In terms of performance per watt, the Arc A580 comes out quite tragically, basically it can be compared with hardware released in 2019, i.e. four years ago. Only GeForce GTX 1660 Super and Radeon RX 5700 XT fare worse in the graph, while (unfortunately for Arc) there is an error in the graph in the position of Radeon RX 5700 XT. If you look at the performance graphs (where the Radeon RX 5700 XT is 9% faster than the Arc A580) and the consumption graphs (where the Radeon RX 570 XT consumes 2% more than the Arc A580), it should be slightly better than the Arc (apparently there was a typo, and instead of the value “8.1 W” “9.1 W” entered the graph). The Arc A580’s position is quite poor compared to current (and significantly faster) cards such as Radeon RX 7600 and GeForce RTX 4060.

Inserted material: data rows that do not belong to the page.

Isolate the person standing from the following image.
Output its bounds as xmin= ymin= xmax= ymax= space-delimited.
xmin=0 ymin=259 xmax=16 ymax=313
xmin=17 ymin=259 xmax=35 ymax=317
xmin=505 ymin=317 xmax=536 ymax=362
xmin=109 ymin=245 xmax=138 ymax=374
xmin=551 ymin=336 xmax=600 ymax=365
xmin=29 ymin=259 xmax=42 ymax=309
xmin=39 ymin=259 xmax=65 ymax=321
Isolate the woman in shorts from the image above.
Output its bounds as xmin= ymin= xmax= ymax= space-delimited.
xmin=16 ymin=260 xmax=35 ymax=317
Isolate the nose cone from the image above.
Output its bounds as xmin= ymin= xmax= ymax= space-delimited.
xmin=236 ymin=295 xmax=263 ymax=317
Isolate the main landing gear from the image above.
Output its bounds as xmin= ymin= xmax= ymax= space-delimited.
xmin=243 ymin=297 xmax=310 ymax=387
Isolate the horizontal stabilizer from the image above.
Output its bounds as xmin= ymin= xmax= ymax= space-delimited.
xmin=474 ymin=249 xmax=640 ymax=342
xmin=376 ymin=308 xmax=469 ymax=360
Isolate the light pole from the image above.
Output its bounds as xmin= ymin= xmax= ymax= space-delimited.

Intel is trying to compensate for these shortcomings with a price that was set at $179 and for which some models can actually be purchased at some retailers. The closest competitor is the Radeon RX 6600, which is currently available from $204 (Amazon). Last week it was on sale starting at $199, so the price is moving slightly.
The question is whether the $20-25 lower price can be considered adequate compensation for the ~70 watts higher consumption in 3D and ~50 watts consumption in video playback, which today’s integrated graphics manage at (full CPU consumption including graphics) low units of watts. However, the Arc A580 is released and anyone who is interested in the card can enjoy it.